さざなみの声
スレチガウキモチ
1
あれから一ヶ月が経っていた。もう二月半ば。
私は啓祐と別れようと密かに決めていた。一ヶ月会えなくても、ちゃんと生きて来られた。この一ヶ月が、二ヶ月、三ヶ月、半年、一年……。そうすれば、きっと忘れられる。
携帯も、なるべく見ないようにしていた。みゆきは仕事と家事で忙しいだろうし、私に構っている時間はないだろう。
バイトをこなしアパートに帰るだけの日々。デザイン画も描いたり描かなかったり。ただ生きているだけのような毎日だったけど人生なんて、そんなもんと思えば、どうって事もない。
二月も終わる頃。本社の販売促進課の確か係長と呼ばれていた、たまに啓祐に付いて来ていた人物が現れた。

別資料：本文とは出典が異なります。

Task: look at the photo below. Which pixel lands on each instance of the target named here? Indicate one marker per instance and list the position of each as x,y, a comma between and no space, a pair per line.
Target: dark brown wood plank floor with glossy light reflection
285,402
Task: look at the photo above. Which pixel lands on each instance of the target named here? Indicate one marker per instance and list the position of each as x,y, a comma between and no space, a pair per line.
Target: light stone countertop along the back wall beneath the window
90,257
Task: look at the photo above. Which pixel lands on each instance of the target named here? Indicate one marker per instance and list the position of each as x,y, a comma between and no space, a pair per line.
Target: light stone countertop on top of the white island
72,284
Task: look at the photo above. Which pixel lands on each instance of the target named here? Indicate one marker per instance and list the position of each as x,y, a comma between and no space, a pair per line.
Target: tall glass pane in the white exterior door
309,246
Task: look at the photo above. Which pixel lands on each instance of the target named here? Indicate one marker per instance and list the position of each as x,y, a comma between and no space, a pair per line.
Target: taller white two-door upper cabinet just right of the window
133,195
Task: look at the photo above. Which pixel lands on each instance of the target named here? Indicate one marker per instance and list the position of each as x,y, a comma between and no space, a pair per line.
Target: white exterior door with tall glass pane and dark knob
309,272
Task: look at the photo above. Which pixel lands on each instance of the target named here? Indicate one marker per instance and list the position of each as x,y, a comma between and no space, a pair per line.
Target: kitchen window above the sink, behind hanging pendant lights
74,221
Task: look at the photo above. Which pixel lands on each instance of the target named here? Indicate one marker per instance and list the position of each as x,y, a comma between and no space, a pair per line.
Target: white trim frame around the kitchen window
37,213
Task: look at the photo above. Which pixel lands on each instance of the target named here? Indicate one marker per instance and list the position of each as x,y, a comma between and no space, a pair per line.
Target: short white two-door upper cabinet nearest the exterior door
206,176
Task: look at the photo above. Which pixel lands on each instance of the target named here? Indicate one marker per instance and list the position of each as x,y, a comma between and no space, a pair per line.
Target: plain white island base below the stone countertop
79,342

「今回の移動で販売促進課長の辞令を受けました。今後ともよろしくお願い致します」
と名刺を差し出した。受け取った店長が
「津島課長は?」と聞くと
「津島は部長に昇進しました。今は忙しくて、また近々顔を見せられると思います」
「そうなの。津島部長、良い響きよね。ねぇ寧々ちゃん」
とても嬉しそうに店長は言った。私はそれで忙しかったのかと納得した。人事というのは微妙なところもあったりするから。